Orbene, subito all’inizio del libro Chiara mette… in chiaro che l’occidentale medio non ha tempo per tutto questo – o, per essere più precisi, non ha la necessaria organizzazione mentale. Di conseguenza, come è accaduto al tempo in cui alcuni guru orientali adattarono – parecchio – la meditazione alla mentalità degli occidentali di allora, eliminando i riferimenti più strettamente religiosi.

Che cosa propone dunque Chiara nel suo testo? Di mettersi seduti, mani sulle ginocchia, occhi chiusi, e decontrarre le varie parti del nostro corpo, una alla volta, iniziando dalla testa per poi passare al collo, alle spalle, e così via fino ad arrivare ai piedi. Il risultato è un sottile benessere che Chiara identifica con Dio.
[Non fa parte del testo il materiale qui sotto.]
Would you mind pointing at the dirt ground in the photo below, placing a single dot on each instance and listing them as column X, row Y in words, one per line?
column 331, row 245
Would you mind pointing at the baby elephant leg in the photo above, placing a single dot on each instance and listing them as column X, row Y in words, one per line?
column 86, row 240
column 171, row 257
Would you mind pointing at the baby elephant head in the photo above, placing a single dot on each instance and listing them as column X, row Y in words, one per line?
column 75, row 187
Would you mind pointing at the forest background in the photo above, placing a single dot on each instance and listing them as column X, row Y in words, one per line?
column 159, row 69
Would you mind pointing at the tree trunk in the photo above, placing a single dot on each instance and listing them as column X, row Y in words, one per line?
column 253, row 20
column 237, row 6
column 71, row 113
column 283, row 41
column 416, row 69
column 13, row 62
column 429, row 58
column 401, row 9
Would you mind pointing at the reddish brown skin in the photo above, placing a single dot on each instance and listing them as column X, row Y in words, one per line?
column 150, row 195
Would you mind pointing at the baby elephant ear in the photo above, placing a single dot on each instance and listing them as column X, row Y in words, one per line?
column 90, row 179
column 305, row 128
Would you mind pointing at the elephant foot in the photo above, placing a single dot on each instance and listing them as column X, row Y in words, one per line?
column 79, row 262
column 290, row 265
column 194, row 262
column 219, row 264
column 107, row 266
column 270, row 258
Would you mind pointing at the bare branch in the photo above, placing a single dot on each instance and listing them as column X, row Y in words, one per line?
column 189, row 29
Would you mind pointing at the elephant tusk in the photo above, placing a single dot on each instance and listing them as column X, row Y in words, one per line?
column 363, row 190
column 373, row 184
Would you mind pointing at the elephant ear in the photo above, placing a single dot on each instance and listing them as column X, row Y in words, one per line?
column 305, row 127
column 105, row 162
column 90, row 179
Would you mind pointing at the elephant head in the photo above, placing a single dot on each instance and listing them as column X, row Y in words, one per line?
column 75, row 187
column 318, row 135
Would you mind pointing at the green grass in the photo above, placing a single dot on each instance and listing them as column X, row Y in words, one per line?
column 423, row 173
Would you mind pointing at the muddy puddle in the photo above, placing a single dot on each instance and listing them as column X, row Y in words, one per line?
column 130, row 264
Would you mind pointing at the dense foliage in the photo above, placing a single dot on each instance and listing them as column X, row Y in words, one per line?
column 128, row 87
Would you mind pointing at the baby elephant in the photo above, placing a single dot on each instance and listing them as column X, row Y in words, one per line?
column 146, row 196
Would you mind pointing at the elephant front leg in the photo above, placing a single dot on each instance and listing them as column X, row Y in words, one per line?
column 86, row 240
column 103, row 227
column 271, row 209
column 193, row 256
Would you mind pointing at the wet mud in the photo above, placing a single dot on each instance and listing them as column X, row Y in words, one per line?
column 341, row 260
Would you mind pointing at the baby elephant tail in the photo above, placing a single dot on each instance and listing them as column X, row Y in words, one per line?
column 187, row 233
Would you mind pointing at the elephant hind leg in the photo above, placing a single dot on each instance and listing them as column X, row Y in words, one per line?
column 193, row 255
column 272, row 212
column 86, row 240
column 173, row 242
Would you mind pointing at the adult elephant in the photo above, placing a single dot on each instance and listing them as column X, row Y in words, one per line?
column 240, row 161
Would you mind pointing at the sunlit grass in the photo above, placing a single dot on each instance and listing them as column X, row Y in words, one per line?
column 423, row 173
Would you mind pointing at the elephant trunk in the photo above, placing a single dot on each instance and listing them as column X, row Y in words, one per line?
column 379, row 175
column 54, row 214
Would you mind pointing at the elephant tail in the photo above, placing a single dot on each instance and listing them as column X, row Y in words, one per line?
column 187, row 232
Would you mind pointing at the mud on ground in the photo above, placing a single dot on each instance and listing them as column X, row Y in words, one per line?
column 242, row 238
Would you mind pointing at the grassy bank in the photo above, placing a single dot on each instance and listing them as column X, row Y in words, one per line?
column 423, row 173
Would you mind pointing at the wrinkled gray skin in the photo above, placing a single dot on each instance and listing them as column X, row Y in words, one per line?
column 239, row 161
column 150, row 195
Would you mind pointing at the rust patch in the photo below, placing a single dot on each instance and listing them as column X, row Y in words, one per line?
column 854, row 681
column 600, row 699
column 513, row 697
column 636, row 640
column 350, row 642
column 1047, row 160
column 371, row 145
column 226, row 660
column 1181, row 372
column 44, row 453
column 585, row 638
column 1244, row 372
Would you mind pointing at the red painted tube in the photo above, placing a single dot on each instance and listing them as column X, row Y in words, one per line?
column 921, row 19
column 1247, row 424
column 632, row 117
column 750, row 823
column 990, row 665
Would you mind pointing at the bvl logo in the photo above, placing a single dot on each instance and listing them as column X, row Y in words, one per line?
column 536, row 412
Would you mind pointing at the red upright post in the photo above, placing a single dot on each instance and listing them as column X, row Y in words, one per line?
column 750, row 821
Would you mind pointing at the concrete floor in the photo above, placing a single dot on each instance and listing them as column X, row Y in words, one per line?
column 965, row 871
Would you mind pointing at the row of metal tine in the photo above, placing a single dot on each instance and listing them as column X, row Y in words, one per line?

Naturalmente, chi non crede può pensare all’Universo, al Potere Superiore e così via.

Ora, dal momento che spesso le tensioni a livello di pensiero sono precedute da tensioni a livello fisico, ne deriva che imparare a rilasciare le tensioni del corpo può servire a mantenere quieti i pensieri. Il che favorisce la conservazione di energie che possono essere dedicate a faccende più costruttive che non rimuginare su rimpianti e preoccupazioni.